ICE Brent rallied by more than 2.3% yesterday, pushing prices back above US$70/bbl. This was in response to President Trump saying he would shorten the deadline for Russia to come to a deal to end the war with Ukraine from 50 days to 10-12 days, ING’s commodity analysts Warren Patterson and Ewa Manthey note.
"No deal could see Russia facing tougher US sanctions, along with the US imposing secondary tariffs of 100% on trading partners that import Russian Oil. If imposed and enforced strictly, it would cause a significant shift in the Oil outlook. India, China and Turkey have increased purchases of Russian crude since the Russia-Ukraine war, taking advantage of the discounts for the Oil."
"However, these countries will need to weigh the benefits of importing discounted crude Oil against prohibitively high tariffs on their exports to the US. For China, crude Oil imports from Russia have averaged 1.99m b/d so far this year, or 17.5% of total crude imports. In 2024, 14.7% of total Chinese exports went to the US, making it the largest destination for Chinese shipments. This share has fallen to 11.9% so far this year, given the tariff environment.

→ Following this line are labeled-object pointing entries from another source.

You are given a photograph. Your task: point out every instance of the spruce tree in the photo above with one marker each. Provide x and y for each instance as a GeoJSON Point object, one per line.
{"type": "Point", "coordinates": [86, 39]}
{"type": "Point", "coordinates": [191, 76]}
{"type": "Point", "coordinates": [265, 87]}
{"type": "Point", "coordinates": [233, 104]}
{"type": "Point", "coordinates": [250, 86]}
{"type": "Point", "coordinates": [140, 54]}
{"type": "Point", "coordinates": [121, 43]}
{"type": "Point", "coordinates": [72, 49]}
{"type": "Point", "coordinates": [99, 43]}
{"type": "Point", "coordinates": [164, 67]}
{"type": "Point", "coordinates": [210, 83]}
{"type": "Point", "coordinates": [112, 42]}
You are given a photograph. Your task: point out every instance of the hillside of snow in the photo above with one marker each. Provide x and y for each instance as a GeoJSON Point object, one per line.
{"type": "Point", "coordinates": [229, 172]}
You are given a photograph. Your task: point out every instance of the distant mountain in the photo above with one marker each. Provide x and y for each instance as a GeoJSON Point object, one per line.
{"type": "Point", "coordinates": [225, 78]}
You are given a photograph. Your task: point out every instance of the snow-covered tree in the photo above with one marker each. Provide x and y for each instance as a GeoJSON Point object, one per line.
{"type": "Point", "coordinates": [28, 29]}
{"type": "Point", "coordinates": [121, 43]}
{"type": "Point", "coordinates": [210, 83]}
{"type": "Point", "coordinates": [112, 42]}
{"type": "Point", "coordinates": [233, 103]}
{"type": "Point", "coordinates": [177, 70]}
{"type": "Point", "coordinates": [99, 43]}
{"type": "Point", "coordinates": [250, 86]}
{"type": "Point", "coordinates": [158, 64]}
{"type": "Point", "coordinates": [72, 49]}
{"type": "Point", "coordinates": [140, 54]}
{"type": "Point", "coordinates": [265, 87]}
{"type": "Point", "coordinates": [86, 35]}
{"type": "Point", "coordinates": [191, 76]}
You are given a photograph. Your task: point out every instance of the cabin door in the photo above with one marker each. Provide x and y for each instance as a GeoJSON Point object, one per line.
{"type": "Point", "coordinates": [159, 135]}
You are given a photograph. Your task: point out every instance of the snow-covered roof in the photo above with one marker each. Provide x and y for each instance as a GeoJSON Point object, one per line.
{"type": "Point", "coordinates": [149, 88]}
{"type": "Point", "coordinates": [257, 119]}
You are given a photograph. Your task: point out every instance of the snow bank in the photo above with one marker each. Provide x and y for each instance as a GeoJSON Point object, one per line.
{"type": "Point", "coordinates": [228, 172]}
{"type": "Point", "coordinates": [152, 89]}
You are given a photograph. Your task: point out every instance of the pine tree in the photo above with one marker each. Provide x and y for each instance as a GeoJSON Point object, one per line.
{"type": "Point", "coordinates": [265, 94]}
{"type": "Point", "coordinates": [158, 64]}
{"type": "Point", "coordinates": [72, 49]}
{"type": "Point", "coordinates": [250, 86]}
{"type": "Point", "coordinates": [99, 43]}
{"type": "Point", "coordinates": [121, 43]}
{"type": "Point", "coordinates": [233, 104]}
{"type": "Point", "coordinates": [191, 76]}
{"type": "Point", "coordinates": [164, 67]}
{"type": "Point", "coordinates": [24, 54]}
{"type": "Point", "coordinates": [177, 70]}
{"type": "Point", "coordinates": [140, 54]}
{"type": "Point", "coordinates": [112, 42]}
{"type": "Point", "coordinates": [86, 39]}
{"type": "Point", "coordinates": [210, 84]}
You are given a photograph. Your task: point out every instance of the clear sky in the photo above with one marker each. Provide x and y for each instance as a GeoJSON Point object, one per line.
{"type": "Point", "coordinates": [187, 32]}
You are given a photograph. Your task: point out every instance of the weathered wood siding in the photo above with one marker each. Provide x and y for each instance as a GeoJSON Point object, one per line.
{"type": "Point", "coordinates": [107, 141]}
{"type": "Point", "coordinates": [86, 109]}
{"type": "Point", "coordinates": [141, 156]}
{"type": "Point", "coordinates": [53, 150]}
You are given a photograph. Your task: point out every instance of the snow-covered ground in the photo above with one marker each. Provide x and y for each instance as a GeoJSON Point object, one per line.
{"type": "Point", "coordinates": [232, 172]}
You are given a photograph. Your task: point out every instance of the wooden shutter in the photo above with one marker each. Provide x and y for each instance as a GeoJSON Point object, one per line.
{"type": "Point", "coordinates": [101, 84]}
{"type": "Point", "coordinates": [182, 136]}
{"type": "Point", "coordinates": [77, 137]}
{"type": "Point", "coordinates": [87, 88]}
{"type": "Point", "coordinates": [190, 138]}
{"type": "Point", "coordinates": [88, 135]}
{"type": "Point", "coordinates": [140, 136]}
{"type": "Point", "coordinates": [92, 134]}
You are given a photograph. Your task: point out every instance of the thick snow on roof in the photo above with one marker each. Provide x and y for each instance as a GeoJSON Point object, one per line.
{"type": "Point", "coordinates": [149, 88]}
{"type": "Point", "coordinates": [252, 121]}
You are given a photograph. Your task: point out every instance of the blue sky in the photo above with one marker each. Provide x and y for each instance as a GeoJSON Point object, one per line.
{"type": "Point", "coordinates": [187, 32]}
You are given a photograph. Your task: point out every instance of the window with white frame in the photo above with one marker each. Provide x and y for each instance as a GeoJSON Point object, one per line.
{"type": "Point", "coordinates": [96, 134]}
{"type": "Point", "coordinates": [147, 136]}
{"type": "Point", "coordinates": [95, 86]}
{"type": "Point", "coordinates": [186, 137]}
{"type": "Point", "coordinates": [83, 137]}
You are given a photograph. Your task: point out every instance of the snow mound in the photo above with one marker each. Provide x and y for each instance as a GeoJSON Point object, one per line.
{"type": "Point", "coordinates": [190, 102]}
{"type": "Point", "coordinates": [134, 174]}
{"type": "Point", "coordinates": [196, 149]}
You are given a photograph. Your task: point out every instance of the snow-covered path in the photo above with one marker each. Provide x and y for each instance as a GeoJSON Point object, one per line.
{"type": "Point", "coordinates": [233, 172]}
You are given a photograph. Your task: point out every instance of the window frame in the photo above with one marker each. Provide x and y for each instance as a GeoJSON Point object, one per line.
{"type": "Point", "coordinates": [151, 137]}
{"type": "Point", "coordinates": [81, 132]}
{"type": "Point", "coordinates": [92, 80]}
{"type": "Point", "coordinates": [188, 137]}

Meanwhile, India, which has imported around 1.75m b/d of Russian crude Oil so far this year (35% of total crude imports), saw 20% of its total exports go to the US in FY24-25. Given the large share of exports to the US, secondary tariffs would likely see these two large buyers of Russian Oil try to put a stop to these flows."
"Another key question is whether Trump would go ahead with these sanctions and secondary tariffs. It’s no secret that Trump is keen to see lower Oil prices. Such an action would push prices significantly higher, erasing the expected surplus in the market through 2026. Russia exports more than 7m b/d of crude Oil and refined products. Then there’s the potential disruption to broader trade if prohibitively high tariffs are imposed. It’s for these reasons that we don’t believe these secondary tariffs will come into effect, at least not at the 100% level."